She looked fixedly into Mr. Sorrell’s eyes.

“Yes, I will take such a revenge — if only I can think of one — as shall render my lord and master a laughingstock through all the realms of chivalry.”

“Oh, I say,” Mr. Sorrell said, “you oughtn’t to think of that sort of thing — men will be men, you know — and dissensions between husband and wife are very unpleasant. As for myself, I detest family quarrels. They just lead to everybody being hurt, and nobody gaining the value of a centime.”

“Ah!” the Lady Blanche said, “if I can only think how, I will have such a revenge!...”

“Oh, but my beautiful and dear lady,” Mr. Sorrell exclaimed, “that is a most unfortunate frame of mind to have got into. Just let us see if I can’t help you with your business affairs, and then you’ll feel better. You can get up some little fêtes — things like tennis tournaments with your neighbours — that will make the time pass more easily.”

“Tournaments!” the lady exclaimed, for in her turn she had not understood more of Mr. Sorrell’s French than that one word. “Why, that is a very splendid inspiration.”
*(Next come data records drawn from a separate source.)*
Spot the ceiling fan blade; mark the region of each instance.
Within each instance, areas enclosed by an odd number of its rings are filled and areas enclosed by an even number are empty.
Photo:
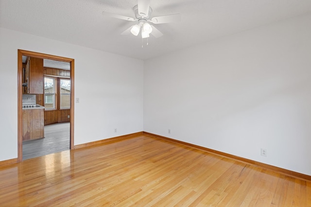
[[[138,14],[141,16],[148,16],[150,0],[138,0]]]
[[[181,20],[180,14],[166,15],[165,16],[155,16],[151,19],[154,24],[163,24],[165,23],[178,22]]]
[[[161,37],[163,34],[159,31],[153,25],[151,25],[151,27],[152,27],[152,32],[151,32],[151,34],[152,34],[155,37],[157,38],[158,37]]]
[[[109,12],[103,12],[103,15],[110,17],[116,18],[117,19],[123,19],[127,21],[134,21],[136,20],[133,17],[123,16],[122,15],[117,15],[117,14],[110,13]]]
[[[129,28],[125,30],[123,32],[121,33],[121,35],[127,35],[128,34],[130,34],[131,33],[131,29],[133,27],[133,26],[130,27]]]

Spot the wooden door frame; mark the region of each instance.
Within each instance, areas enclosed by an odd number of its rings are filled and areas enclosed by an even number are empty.
[[[22,56],[30,56],[37,58],[50,59],[70,63],[70,149],[74,148],[74,59],[55,55],[48,55],[30,51],[17,50],[17,162],[23,160],[22,134]]]

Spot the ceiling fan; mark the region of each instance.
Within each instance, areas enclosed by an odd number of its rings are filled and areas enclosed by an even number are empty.
[[[150,0],[138,0],[138,4],[133,8],[135,18],[106,12],[103,12],[103,15],[127,21],[137,22],[137,24],[122,32],[122,35],[128,34],[130,32],[135,36],[140,33],[142,38],[149,37],[150,34],[156,38],[160,37],[163,34],[149,22],[155,24],[176,22],[180,21],[181,16],[180,14],[175,14],[150,18],[152,9],[149,6],[150,2]]]

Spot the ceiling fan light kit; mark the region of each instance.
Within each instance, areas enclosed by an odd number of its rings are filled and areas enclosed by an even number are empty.
[[[136,18],[106,12],[103,12],[103,15],[105,16],[129,21],[137,21],[137,24],[131,26],[129,29],[122,32],[121,34],[125,34],[128,32],[129,30],[132,34],[135,36],[138,36],[140,32],[140,28],[141,28],[142,38],[149,37],[150,34],[156,38],[160,37],[163,35],[163,33],[154,25],[150,25],[148,22],[153,24],[163,24],[179,22],[181,20],[180,15],[176,14],[160,16],[155,16],[150,18],[153,10],[151,7],[149,6],[150,2],[150,0],[138,0],[138,4],[133,8],[133,11]]]
[[[140,31],[140,26],[138,24],[136,24],[132,27],[131,29],[131,33],[135,36],[138,35]]]

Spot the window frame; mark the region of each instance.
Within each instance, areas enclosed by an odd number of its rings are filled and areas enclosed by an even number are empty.
[[[45,93],[45,87],[44,87],[44,94],[43,94],[43,97],[44,97],[44,107],[45,107],[45,110],[47,110],[47,111],[49,111],[49,110],[56,110],[57,109],[57,78],[55,77],[53,77],[52,76],[44,76],[44,84],[45,85],[45,79],[47,78],[47,79],[53,79],[54,80],[54,85],[53,85],[53,88],[54,88],[54,92],[53,93]],[[45,86],[45,85],[44,86]],[[46,103],[46,95],[52,95],[52,101],[53,101],[53,103],[52,103],[52,104],[53,104],[53,107],[52,108],[46,108],[46,104],[51,104],[51,103]]]

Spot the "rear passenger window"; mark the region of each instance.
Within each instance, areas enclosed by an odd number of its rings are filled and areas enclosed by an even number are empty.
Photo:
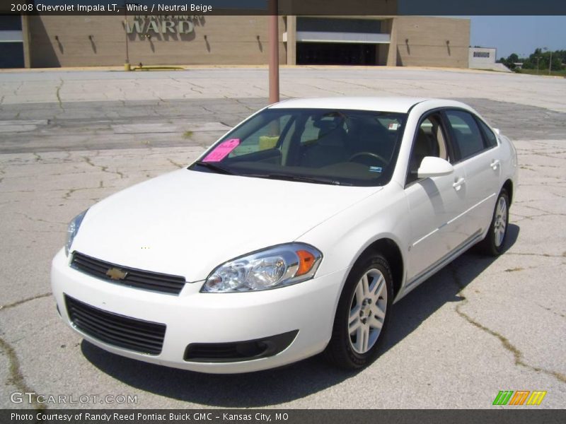
[[[449,124],[452,128],[460,158],[466,159],[484,150],[483,139],[475,119],[467,112],[447,110]]]
[[[497,146],[497,138],[495,136],[495,134],[493,134],[491,129],[487,126],[483,121],[478,119],[478,122],[480,123],[480,126],[482,127],[483,134],[485,135],[485,141],[487,143],[487,147]]]

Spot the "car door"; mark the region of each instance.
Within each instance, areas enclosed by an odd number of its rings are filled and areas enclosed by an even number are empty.
[[[467,110],[446,110],[446,125],[457,165],[465,172],[466,231],[478,235],[490,225],[499,189],[501,164],[497,138],[480,118]]]
[[[434,269],[468,237],[466,223],[458,219],[467,204],[463,164],[453,163],[454,172],[449,175],[421,179],[416,175],[424,156],[454,162],[454,153],[446,141],[441,112],[424,116],[413,140],[405,188],[411,231],[408,285]]]

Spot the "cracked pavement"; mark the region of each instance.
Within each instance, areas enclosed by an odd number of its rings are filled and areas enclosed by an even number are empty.
[[[34,391],[137,396],[134,405],[82,406],[92,408],[493,408],[499,390],[545,390],[538,408],[563,408],[563,79],[282,69],[286,97],[463,100],[518,149],[508,250],[495,259],[466,253],[397,303],[381,357],[361,372],[314,358],[254,374],[200,375],[106,353],[61,322],[49,272],[67,223],[107,196],[190,162],[265,105],[267,82],[258,83],[266,75],[257,68],[0,72],[0,407],[81,406],[10,401],[13,391]]]

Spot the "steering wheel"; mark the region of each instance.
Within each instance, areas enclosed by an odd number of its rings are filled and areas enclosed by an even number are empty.
[[[348,159],[348,162],[352,162],[354,160],[354,159],[359,156],[369,156],[372,159],[377,159],[381,163],[380,165],[383,167],[386,167],[388,163],[387,160],[383,159],[381,156],[373,152],[358,152],[357,153],[354,153],[352,156],[350,156],[350,159]]]

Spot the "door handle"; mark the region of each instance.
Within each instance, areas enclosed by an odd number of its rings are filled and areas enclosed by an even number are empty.
[[[454,181],[454,184],[452,184],[452,187],[454,187],[454,189],[458,192],[460,189],[462,188],[462,185],[466,182],[466,179],[463,177],[461,177],[456,181]]]
[[[497,171],[497,168],[499,167],[499,164],[501,164],[501,161],[499,159],[494,159],[491,161],[491,169],[494,171]]]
They passed at that moment under the great archway, and came into the courtyard, which was all in shadow because of its very high walls.

“Now I will take you to your bath,” the lady said. “I hope you will clean yourself very well, for in order to do you honour I will have you eat out of the same plate as myself at supper to-night.”

CHAPTER IX.

 

THE armed men all around them had dispersed at the voice of the page Jehan, and the Lady Blanche was directing Mr. Sorrell’s steps towards the gate of the large keep. In the middle of the courtyard it frowned, a great mass of stone, towering high up above the surrounding walls.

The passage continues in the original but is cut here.